Messaggioda Berto » sab set 28, 2019 7:54 pm

Truffa alle assicurazioni: anche tre giudici fra i ventidue arrestati
Falsi incidenti stradali, perizie pilotate, sentenze ad hoc; e in casa di un indagato trovati migliaia di euro in contanti: è quanto emerge da un provvedimento emesso dalla procura di Roma in seguito ad una indagine della Finanza.
di Francesco Giorgi
28 settembre 2018

https://www.motori.it/attualita/770364/ ... Nzfzd27fLk

Ci sono anche tre magistrati – un giudice di pace, attualmente agli arresti domiciliari, ed altri due giudici – fra le persone sottoposte a misura cautelare, da parte della Procura di Roma, oltre ai 22 arrestati (nell’abitazione di uno dei quali sarebbero stati trovati migliaia di euro in contanti), in seguito ad una operazione condotta nei giorni scorsi a Torre Annunziata (Napoli), da parte della Guardia di Finanza in merito ad una indagine rivolta a smascherare un “giro” di incidenti stradali fasulli che ha provocato un notevole raggiro ai danni di alcune Compagnie di assicurazione.

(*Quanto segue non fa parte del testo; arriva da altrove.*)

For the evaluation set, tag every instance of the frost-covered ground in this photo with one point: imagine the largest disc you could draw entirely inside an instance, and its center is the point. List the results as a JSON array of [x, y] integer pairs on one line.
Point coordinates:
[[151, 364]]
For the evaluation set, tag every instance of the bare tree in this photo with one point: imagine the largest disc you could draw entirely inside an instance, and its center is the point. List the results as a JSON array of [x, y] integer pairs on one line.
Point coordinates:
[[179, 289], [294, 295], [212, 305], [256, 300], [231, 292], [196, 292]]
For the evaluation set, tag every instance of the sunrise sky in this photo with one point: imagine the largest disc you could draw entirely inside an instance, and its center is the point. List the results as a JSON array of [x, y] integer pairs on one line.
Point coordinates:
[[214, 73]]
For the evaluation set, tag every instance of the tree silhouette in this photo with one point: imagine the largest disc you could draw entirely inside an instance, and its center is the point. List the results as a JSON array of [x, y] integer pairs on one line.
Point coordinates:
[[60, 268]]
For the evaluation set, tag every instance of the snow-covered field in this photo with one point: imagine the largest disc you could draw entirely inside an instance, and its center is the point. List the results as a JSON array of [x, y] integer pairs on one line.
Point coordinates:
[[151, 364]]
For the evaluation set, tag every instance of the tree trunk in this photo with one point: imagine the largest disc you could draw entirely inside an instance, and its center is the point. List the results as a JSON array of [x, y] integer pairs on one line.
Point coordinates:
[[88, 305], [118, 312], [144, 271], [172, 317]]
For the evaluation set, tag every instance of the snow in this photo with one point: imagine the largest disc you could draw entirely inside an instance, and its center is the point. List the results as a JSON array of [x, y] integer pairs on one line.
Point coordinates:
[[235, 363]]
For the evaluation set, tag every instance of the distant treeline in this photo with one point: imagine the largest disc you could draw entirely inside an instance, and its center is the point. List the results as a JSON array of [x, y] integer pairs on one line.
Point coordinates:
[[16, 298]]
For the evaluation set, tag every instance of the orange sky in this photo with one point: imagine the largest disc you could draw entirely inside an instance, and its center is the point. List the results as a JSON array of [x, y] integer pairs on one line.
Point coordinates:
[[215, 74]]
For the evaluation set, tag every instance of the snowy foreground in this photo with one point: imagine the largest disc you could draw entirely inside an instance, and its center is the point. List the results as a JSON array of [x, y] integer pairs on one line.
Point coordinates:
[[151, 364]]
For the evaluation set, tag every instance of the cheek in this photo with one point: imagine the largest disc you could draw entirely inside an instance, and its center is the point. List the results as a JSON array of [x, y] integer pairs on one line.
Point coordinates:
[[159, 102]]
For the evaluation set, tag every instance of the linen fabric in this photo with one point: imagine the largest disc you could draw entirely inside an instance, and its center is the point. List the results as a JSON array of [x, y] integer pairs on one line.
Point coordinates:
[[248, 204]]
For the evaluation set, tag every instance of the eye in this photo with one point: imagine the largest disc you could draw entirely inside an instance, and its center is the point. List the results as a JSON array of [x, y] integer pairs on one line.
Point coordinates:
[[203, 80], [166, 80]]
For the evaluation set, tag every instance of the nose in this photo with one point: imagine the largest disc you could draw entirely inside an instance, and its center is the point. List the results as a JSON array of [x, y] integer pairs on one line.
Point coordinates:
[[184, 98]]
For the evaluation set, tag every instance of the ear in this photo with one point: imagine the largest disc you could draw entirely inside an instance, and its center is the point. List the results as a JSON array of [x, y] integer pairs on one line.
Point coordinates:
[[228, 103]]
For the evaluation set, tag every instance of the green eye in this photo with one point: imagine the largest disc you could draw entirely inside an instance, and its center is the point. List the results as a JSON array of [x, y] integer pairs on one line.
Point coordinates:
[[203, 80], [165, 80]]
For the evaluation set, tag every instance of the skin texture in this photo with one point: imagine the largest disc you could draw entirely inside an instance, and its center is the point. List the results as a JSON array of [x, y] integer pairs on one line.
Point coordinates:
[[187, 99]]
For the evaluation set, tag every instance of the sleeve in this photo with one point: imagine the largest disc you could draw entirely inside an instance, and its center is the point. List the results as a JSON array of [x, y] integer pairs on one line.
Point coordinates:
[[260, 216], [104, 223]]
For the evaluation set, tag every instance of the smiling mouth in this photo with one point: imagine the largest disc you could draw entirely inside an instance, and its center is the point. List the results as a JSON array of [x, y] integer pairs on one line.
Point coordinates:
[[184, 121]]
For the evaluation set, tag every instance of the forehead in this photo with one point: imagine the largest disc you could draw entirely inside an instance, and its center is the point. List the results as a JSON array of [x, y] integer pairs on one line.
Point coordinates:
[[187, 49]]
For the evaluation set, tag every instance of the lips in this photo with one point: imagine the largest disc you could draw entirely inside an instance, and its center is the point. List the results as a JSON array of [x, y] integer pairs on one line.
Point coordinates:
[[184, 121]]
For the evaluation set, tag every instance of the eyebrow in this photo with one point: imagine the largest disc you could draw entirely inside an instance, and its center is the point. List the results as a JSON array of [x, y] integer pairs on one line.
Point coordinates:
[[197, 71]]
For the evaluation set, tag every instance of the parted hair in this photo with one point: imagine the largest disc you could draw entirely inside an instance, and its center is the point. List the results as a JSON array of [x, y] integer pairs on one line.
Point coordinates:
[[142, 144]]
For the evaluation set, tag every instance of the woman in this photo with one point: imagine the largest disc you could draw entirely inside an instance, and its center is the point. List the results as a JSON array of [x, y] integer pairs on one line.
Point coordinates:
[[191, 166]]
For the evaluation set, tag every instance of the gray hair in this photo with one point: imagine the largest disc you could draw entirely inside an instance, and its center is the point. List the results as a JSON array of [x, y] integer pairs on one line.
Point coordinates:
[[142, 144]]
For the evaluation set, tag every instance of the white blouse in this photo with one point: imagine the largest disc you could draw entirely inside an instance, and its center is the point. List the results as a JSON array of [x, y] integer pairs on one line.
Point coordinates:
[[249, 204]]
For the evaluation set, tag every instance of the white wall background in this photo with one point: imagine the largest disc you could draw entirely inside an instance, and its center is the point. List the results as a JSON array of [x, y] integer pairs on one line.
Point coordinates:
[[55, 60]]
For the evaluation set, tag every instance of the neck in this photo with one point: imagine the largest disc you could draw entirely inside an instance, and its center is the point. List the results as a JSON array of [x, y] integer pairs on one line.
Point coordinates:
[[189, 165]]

Pesanti i capi di accusa: da corruzione a corruzione in atti giudiziari, al favoreggiamento. “In 45 giorni di indagine – spiegano, in un “lancio” di agenzia, i magistrati del Tribunale di Roma Paolo Ielo e Maria Golfieri – sono stati riscontrati ben 37 episodi di reato”. “Oltre ai tre giudici, sono stati arrestati una ventina fra avvocati e consulenti; indagati anche due appartenenti alle forze dell’ordine, che avrebbero rivelato l’esistenza dell’inchiesta”.

Dalla dichiarazione dei magistrati, e dall’entità delle indagini, si comprende come la “macchina” delle truffe fosse particolarmente articolata: sentenze aggiustate, perizie compiacenti, responsabilità “limate”. Molto di tutto ciò comparirebbe, nero su bianco attraverso la stesura delle conversazioni che compromettono ed offendono la funzione, nell’ordinanza firmata dal giudice Costantino De Robbio. Nel mirino dei militari della GdF anche l’assegnazione di alcune perizie “pilotate” a consulenti che pagavano per vedersi assegnati gli incarichi. Al momento c’è un ulteriore indagato, che le Fiamme Gialle stanno cercando.